Christian crusaders haven't dug up any dirt on Mr. Bary. They note a radical cleric and members of a terrorist cell have passed through Columbus area mosques and that a similar "honor killing" happened in Dallas — in other words, They're all the same! They cite not the Koran but interpretations of Islamic law saying Bary would have to kill his daughter. Good thing she is not coming back to a family of Christians; their holy book says rebellious teens should be stoned (Deut. 21:18-21).

Clearly, this is not about Mohamed Bary; it's about Islam and continuing irrational prejudice against it.

Rifqa Bary may not be lying exactly — the repressed memory fad proved confused people can come to believe terrible things about their families — but her story only adds up if you assume all Muslim men are secretly savages sworn to kill the infidel.

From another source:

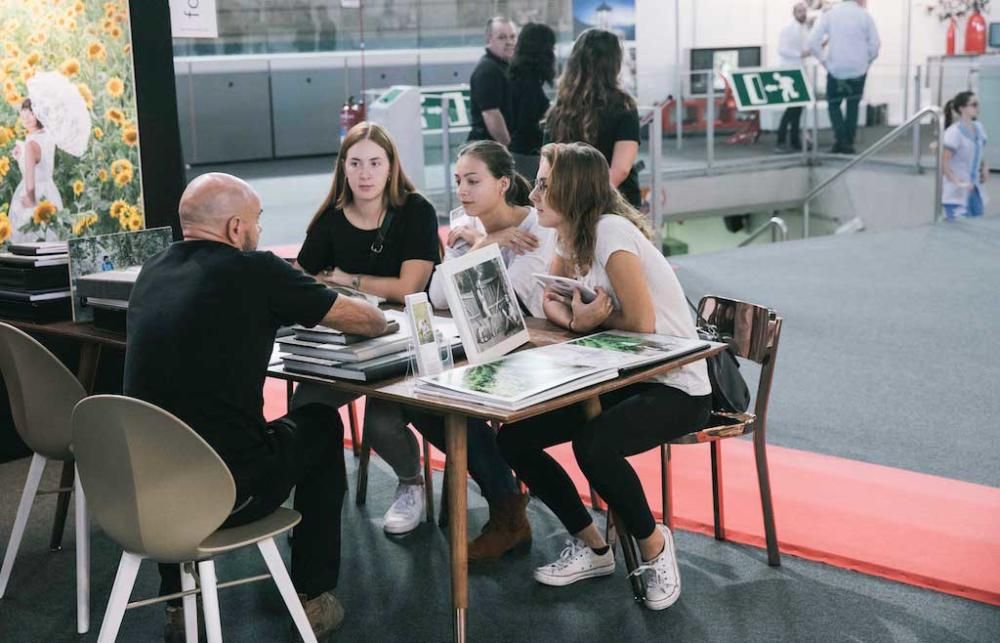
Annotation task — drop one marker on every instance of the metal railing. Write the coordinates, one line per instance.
(933, 111)
(777, 226)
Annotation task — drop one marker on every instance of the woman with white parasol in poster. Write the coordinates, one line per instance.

This is how the rabid right operates. Disregarding evidence or common sense, they follow the story line that makes sense to them — be it that Democrats are overhauling health care to implement "death panels" or that an ethnically complicated liberal in the White House must be a Kenyan citizen at the heart of a Dan Brown–sized conspiracy.

Here's where this kind of thinking (of lack thereof) can lead us: The law-abiding Bary family is worried, reunion or no, it may have to return to Sri Lanka because of all the negative attention. So because of right-wing paranoia, a family may actually leave the U.S. because of religious persecution.